The problem, according to Lisa, is that retail prices alone might not be enough to move the inflation needle: 

While Target’s price cuts and broadly rising inventories suggest consumers can expect to see discounts across retailers, services make up about 60% of the CPI. The point is that while goods prices are probably peaking, they are doing so as stickier service prices rise. That is not to mention that on the goods side, upside risks to food and energy remain as the war in Ukraine threatens the coming crop season and limits energy supply. 

You can read the rest of Lisa's story here.

The other issue, she notes, is that corporate executives are increasingly downbeat about growth. CEOs seem to be preparing for a recession. 

Recessions are something to fear, largely because of the economic pain and job losses that they bring. For stocks, though, the pace of inflation may actually be more predictive -- at least in the near-term. According to Paulsen at Leuthold, stocks have risen following inflationary peaks, regardless of growth.
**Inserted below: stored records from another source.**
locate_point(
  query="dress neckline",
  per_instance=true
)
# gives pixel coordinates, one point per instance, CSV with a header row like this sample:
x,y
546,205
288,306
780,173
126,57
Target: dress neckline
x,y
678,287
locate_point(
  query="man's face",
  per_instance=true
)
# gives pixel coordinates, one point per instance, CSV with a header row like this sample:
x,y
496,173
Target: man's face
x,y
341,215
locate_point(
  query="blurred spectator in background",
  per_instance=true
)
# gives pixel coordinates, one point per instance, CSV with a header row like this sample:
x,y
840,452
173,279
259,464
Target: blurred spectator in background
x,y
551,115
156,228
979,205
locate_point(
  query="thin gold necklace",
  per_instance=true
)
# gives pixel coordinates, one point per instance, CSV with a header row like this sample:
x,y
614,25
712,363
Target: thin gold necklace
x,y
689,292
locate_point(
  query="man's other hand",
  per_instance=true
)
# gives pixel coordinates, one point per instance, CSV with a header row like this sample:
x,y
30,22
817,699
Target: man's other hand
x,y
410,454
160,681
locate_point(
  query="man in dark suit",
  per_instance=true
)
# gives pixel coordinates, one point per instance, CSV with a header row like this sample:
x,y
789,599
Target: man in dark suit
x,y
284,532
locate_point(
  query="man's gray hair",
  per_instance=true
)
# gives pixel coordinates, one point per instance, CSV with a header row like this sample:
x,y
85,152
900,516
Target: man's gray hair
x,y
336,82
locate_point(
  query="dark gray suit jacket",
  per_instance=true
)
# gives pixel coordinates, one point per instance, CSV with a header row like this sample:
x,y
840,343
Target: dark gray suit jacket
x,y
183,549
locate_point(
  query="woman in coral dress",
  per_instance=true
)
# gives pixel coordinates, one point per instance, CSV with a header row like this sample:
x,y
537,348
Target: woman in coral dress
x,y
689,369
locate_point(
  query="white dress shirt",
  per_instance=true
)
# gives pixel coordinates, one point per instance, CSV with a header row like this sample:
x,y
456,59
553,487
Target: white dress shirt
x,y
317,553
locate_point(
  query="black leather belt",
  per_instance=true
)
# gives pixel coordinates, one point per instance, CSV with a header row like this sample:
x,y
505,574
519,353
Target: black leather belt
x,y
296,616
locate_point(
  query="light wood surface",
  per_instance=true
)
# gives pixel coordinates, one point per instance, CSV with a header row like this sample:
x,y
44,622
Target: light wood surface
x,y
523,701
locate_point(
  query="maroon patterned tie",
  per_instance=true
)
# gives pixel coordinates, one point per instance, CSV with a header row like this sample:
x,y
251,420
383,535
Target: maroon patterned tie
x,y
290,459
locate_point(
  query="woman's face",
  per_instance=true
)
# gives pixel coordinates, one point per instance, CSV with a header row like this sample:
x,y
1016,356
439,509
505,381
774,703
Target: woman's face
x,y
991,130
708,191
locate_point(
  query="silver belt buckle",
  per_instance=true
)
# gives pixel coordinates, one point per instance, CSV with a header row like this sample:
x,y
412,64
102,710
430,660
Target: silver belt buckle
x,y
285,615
When a recession is involved (which occurred in  about half of the inflationary cycles since 1942) stocks still rose 8.8% in the 12 months after inflation's peak. 

Paulsen concludes: "A backdrop of uncertainty and fear surrounding inflation, Fed tightening, rising bond yields, and recession fears -- combined with a recently revalued stock market -- usually proves to be a great entry point for stock investors."